Eğer doğru ise 1 Yılı aşkın işssiz durumda olmanızdan maddi bir derdinizin olmadığı ve konforunuzu bozmak istemediğiniz anlaşılıyor İİBF gibi genel bir bölümden mezun olup iş bulamamak imkansız gibidir belli ki siz istemiyorsunuz aksi ayrıca herkes mezun olduğu alanda iş bulacak diye bir kaide yok dünyanın hiçbir yerinde böyle bir sistem yok zaten bu yüzden devletler vatandaşlarını girişimciliğe yönlendiriyor neyse
madem tavsiye istiyorsunuz bir yerden başlayın devamı gelir. Geçici bir süre markette kasiyerlik olabilir mesela (maddiyat ve statü olarak bakmayın insan ilişkileri ve iş ortamı tecrübesi olur bu süre zarfında daha iyi işler bulursunuz devamı gelir.)

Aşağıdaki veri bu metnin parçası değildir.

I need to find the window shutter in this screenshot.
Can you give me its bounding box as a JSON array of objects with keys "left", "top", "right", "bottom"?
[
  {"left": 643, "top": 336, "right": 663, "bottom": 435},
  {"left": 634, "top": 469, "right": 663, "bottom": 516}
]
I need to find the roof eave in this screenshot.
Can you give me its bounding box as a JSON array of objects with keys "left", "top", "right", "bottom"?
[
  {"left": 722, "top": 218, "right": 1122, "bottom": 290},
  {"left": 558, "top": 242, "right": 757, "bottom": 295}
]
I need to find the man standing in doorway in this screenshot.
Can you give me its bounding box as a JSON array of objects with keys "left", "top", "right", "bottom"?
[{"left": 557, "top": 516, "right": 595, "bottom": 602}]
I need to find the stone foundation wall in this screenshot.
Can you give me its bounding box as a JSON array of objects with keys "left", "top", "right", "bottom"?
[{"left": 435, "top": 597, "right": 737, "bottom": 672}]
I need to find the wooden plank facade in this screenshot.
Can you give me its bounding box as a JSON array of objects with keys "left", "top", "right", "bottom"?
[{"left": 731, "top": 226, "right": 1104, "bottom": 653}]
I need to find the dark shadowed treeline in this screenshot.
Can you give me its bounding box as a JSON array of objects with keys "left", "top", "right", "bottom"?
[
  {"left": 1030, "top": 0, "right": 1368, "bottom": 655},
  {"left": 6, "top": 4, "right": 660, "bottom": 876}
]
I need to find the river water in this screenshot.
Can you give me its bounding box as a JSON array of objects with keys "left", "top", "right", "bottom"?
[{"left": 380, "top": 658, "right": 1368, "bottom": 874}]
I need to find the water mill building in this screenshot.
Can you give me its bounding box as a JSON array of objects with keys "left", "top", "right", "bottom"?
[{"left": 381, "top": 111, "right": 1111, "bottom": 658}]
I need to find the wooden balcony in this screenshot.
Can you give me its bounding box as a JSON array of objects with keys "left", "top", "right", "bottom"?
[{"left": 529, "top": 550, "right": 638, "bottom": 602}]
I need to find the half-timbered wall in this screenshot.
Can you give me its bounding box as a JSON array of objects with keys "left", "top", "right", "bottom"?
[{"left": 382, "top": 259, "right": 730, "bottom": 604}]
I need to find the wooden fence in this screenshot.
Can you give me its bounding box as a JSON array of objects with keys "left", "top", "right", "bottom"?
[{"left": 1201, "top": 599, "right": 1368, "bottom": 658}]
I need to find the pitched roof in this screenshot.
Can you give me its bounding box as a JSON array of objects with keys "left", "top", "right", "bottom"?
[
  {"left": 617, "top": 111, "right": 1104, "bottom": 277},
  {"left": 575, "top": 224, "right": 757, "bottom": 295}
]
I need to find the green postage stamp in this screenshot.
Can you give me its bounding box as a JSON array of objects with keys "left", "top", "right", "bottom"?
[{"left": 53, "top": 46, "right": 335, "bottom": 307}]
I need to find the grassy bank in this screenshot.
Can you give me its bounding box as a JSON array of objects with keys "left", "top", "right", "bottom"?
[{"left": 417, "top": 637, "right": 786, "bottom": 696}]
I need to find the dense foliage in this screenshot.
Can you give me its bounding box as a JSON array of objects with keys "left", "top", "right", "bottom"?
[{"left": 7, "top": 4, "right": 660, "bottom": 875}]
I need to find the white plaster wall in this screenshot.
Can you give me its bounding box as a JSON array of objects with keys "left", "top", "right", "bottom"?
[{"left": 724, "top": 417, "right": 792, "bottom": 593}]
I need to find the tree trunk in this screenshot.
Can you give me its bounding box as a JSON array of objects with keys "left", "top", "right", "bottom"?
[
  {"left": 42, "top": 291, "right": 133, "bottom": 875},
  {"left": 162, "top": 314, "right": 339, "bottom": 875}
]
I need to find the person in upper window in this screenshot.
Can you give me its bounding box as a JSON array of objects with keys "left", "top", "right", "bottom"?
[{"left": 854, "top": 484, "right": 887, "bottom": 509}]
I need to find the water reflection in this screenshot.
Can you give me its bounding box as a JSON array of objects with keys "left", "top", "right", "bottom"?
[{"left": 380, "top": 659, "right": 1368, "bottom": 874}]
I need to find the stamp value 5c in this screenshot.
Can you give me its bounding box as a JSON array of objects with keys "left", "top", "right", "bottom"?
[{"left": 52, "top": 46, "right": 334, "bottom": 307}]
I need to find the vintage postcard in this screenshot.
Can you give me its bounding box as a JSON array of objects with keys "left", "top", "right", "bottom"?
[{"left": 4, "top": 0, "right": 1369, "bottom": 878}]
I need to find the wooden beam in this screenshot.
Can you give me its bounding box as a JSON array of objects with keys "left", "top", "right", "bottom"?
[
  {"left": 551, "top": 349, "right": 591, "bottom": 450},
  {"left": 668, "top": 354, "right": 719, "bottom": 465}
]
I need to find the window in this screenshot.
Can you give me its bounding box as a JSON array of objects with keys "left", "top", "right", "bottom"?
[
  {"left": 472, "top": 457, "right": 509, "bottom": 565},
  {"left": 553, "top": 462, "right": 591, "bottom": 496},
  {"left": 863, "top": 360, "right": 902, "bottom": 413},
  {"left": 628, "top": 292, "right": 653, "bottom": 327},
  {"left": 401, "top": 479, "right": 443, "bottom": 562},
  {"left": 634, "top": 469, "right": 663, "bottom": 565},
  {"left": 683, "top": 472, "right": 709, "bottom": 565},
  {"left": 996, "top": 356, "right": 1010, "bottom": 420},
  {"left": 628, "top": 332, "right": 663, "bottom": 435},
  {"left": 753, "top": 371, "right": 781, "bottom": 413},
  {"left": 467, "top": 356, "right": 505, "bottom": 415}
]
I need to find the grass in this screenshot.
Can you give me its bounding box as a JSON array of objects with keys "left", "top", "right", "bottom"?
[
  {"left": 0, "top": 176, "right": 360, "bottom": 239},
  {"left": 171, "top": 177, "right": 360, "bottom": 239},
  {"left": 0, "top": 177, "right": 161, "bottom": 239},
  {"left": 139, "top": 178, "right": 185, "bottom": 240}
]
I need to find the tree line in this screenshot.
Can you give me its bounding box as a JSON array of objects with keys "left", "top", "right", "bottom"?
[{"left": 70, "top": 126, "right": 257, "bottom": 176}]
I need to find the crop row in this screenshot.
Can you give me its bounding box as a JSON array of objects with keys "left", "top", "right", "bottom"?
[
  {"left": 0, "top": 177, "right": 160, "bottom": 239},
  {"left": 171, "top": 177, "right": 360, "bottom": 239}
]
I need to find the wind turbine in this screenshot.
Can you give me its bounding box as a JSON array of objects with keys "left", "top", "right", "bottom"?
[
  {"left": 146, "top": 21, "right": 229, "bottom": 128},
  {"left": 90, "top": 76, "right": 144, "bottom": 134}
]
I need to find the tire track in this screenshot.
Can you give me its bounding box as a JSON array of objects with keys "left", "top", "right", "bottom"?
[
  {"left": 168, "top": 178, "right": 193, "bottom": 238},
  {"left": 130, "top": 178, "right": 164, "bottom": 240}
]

Uluslararası geçerliliği olan ve kolunuzda altın bilezik olacak olan yazılım dili (java) öğrenmenizi tavsiye ederim.
1 yılda pek çok görüşmeye katıldım ve çoğu olumsuz sonuçlandı, bir tanesiyle olacak gibi oldu ama olmadı, iyi ki de olmamış, konforu bozmamaktan ziyade geri dönüş alamamak diyelim, başvurduğum ilan sayısını şu an hatılamıyorum, java gibi, c# gibi oop bir dili öğrenmek mantıklı, zaten liseden az biraz c# bilgim vardı tazelemek şart,
soruna tam olarak cevap veremem ancak biraz kendimden bahsedeyim, sen de nasiplen.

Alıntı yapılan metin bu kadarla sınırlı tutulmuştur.